During our years in Beijing and Shanghai from 2006 - 2009, I worked for about half the time researching internet use in China for the Pew Internet Project, an arm of the Pew Research Center. Unable to do my own fieldwork (foreigners are forbidden to do surveys in China without a Chinese partner), I gleaned what I could from survey work from my friend Guo Liang of the Chinese Academy of Social Sciences, and from other helpful researchers at the China Internet Network Information Center, which has done its own surveys of internet development in China since 1997. For me, the most interesting (and surprising!) results I found were about the Chinese people's high tolerance for government oversight of internet use.
So, I am always interested when the Pew Research Center issues its Global Attitudes reports, which include information about China. Their newest report, called Global Digital Communication, was just released.
Like many other readers of surveys done in China, I look for the footnotes about data collection, survey methods, and any other tidbits I can find to bear in mind when I look at the numbers. Pew remarks that the 2011 Global Attitudes Survey was conducted under the direction of their longtime collaborator, the Princeton Survey Research Associates, -- except in China --, where data were purchased from the Horizon Research Consultancy Group (a private survey firm), based on their own self-sponsored survey, "Chinese People View the World". During my time in China, Horizon was the go-to survey firm among foreigners.
Another critical point to bear in mind is that the pool of respondents in china is disproportionately urban. As a matter of perspective, some of the so-called "towns", as opposed to "cities" where the survey was conducted include many I recognize as having populations in the millions. Urban, indeed. In China, I found the differences between city life and country life to be staggering in both recorded statistics and observable lifestyle.

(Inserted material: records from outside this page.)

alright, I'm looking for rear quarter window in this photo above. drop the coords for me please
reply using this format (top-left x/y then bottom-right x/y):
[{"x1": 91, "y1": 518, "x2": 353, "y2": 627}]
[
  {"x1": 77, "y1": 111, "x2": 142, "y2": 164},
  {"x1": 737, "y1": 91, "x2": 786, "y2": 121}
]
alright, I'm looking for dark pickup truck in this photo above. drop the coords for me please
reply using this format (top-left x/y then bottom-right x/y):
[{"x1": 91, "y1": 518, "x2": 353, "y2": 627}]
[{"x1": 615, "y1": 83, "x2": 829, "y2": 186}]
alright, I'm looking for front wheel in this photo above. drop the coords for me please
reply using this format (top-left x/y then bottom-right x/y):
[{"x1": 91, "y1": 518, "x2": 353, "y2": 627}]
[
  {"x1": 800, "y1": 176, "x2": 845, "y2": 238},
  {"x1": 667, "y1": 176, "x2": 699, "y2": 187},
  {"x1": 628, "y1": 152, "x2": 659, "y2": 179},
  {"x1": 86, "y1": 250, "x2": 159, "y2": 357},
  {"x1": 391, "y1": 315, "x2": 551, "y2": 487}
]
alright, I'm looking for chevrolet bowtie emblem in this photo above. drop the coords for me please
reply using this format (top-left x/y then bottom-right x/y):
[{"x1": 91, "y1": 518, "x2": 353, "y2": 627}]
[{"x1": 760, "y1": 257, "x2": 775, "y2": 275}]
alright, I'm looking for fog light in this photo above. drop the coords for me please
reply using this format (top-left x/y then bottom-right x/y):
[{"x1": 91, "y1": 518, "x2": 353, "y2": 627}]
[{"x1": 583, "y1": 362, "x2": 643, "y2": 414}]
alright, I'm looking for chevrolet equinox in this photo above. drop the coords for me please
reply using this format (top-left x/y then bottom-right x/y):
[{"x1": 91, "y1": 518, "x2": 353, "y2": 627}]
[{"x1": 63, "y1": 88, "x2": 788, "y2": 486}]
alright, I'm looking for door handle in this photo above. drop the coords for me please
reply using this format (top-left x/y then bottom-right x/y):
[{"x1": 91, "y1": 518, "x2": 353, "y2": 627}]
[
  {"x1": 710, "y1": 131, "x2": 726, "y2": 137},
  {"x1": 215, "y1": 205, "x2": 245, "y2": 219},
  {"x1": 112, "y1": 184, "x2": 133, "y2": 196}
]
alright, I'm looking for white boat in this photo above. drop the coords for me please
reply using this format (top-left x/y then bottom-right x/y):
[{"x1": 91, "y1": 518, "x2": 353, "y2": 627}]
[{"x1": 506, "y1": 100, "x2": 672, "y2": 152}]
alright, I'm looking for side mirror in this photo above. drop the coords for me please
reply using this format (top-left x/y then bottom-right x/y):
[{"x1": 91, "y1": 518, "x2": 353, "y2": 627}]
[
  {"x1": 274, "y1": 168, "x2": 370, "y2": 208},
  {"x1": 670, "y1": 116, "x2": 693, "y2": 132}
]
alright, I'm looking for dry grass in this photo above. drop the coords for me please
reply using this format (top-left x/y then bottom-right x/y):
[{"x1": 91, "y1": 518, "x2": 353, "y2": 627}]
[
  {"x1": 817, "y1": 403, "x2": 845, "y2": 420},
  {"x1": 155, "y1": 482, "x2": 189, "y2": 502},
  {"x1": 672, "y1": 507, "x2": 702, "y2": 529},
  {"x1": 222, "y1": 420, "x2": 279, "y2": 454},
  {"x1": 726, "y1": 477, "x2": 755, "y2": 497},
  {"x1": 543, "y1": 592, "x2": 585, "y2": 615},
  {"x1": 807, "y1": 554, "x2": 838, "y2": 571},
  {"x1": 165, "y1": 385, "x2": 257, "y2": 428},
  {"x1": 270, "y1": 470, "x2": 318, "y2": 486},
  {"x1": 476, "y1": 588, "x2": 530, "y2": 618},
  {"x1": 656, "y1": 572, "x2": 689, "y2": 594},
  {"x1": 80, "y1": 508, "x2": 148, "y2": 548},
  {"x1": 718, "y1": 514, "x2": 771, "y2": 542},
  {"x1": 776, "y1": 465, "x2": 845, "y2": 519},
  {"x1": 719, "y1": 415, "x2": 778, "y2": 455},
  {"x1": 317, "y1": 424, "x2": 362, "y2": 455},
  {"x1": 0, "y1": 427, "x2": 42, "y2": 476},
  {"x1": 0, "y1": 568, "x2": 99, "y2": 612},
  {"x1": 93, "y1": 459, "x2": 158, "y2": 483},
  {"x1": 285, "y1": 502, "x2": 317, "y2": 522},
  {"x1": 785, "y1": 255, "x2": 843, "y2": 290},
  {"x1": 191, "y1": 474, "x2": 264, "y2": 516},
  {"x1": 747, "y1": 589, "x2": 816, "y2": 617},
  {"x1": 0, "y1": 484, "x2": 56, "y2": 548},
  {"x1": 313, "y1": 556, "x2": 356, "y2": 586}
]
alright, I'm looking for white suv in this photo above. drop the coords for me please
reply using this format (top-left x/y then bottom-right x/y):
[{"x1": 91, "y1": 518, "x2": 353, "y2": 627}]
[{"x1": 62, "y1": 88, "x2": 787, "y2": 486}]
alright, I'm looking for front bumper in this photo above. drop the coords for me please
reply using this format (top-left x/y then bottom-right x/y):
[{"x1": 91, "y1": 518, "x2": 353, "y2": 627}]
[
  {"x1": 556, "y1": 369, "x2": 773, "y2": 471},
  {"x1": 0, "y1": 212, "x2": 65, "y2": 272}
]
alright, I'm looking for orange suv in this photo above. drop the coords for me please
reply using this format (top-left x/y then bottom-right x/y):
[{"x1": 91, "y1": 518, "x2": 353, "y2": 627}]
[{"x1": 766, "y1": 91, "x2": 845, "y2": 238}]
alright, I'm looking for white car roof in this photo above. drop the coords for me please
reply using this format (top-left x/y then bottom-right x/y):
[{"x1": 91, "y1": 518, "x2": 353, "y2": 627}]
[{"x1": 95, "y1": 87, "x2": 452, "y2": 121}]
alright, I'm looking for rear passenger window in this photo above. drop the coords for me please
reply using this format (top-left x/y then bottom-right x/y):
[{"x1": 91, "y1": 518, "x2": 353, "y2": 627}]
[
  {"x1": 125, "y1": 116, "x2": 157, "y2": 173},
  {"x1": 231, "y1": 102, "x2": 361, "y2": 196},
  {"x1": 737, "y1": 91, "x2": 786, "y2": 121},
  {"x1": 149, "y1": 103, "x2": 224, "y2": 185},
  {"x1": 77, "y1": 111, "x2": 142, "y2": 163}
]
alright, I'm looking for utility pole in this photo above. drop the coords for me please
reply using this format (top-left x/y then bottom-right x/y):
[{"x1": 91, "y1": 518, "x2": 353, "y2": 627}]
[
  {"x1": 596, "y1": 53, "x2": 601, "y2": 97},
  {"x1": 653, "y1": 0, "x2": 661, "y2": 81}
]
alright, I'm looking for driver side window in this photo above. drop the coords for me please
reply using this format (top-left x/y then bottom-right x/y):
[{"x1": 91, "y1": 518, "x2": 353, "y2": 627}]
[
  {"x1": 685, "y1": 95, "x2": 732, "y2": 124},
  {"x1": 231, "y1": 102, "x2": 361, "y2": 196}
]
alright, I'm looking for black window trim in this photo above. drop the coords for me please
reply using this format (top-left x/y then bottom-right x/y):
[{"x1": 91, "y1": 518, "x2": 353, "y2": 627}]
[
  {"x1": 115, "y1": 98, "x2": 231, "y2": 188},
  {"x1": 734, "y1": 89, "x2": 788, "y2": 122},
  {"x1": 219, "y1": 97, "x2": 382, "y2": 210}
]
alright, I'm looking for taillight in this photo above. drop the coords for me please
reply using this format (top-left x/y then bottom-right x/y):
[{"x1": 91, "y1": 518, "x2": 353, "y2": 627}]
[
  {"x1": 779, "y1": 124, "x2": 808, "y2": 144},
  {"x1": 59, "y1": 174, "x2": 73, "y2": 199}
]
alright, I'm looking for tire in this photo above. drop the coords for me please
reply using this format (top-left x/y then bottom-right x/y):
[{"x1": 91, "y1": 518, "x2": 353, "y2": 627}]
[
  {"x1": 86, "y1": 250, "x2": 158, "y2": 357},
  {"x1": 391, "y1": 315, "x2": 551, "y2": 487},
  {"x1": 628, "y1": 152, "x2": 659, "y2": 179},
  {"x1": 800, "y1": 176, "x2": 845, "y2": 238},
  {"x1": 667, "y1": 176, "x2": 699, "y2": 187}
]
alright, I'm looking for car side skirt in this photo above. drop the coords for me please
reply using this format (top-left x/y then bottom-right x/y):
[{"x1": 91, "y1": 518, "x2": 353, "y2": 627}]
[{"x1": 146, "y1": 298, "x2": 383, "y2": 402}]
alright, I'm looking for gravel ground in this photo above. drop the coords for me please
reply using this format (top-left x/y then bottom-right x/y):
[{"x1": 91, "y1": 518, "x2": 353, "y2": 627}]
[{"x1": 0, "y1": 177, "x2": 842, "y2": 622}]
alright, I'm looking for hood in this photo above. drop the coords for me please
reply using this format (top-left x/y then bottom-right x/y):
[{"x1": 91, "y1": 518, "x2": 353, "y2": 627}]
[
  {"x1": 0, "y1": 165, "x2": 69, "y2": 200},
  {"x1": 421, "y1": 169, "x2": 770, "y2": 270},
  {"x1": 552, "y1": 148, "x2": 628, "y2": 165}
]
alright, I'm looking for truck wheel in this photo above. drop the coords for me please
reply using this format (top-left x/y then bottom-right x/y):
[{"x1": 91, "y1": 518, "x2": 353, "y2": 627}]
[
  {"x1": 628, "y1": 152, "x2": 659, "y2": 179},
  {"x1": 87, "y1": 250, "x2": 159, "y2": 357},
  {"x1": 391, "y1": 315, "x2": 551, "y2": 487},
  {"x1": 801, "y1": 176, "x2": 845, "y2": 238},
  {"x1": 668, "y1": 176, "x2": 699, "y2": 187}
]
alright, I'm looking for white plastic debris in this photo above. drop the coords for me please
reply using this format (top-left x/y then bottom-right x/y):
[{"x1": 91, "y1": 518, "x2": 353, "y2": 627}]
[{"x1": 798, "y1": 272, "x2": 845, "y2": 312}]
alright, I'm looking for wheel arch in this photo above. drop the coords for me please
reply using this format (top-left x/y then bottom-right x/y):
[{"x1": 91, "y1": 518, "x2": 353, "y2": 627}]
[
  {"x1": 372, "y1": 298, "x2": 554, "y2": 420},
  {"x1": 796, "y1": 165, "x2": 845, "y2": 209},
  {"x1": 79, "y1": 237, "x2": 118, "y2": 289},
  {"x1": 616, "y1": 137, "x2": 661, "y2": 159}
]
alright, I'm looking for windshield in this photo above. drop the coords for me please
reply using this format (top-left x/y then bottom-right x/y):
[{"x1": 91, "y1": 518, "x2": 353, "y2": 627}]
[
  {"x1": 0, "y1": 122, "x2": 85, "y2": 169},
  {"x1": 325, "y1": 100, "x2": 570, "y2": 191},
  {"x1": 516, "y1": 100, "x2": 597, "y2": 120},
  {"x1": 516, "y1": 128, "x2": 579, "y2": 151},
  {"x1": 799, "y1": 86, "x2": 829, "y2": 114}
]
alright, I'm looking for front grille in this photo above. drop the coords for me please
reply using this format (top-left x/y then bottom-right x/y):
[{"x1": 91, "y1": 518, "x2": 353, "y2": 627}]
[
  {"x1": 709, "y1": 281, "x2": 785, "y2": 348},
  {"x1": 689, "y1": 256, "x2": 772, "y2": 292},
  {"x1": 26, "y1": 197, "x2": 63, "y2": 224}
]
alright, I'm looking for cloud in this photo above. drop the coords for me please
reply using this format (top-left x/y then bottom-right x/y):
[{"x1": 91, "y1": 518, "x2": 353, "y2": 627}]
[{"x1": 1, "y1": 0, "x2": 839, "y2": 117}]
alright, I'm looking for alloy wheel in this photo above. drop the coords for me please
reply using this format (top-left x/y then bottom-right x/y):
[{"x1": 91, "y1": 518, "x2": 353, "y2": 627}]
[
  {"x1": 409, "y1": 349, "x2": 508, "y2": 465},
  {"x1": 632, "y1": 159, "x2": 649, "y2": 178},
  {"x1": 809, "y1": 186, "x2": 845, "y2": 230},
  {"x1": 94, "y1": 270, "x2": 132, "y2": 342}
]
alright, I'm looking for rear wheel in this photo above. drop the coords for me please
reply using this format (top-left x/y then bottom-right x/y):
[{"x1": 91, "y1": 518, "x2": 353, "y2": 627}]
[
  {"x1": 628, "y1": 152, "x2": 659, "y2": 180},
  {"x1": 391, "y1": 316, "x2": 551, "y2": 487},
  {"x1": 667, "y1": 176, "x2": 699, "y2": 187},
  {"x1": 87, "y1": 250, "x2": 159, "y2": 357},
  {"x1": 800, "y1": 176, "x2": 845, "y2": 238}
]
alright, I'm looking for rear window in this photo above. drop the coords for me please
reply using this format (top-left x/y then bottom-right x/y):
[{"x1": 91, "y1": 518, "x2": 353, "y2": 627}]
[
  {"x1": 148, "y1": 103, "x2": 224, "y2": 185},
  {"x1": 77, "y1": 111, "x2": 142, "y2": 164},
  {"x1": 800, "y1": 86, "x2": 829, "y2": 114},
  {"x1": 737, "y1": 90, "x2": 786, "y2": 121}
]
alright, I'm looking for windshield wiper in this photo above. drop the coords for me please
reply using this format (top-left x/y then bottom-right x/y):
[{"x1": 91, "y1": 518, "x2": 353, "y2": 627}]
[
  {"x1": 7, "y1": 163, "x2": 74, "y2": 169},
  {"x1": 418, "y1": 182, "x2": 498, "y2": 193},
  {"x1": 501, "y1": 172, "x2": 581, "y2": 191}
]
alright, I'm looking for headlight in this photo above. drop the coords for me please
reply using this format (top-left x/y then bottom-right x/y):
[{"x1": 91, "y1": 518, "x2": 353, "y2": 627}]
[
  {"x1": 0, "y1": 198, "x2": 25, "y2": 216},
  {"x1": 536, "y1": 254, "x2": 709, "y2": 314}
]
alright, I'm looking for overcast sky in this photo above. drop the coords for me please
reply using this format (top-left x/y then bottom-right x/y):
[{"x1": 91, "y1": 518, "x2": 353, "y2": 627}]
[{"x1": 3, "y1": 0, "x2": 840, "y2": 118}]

With those caveats, here are some things I noticed about China this time around: 93% of respondents say they own cell phones. This is a hefty increase from 50% in 2002 to 67% in 2007 to the present. China is far from alone in the world in such increases in cell phone ownership, of course. But it is worth comparing with cell phone ownership in the US at 61% in 2002; 81% in 2007; and (now eclipsed) 85% in 2011
As for what people do on their phones, the Chinese numbers exceed the global median of 21 countries surveyed in all categories:
make phone calls: 98% (China 99%)
text: 75% (China 80%)
take pictures or video: 50% (China 54%)
use the internet: 23% (China 37%)
Anecdotally, on the sidewalks and metro, in the elevators and markets of China, I saw more people more frequently texting than anything else. Texting is very cheap in China, and while people do talk on the phone, they seem to do it with less abandon than texting.
As far as social networking, among the 8 poorest countries surveyed, with a GDP per capita of under 10,000$, China has the highest percentage (over 30%) of social networkers. Social networking is off-the-charts as a social phenomenon in China; it is one of few ways to publicly let off steam, project your voice far and wide, become a presence. With China's newly proposed requirement that people post with their real names, rather than made-up names, the dynamics around social networking will surely change.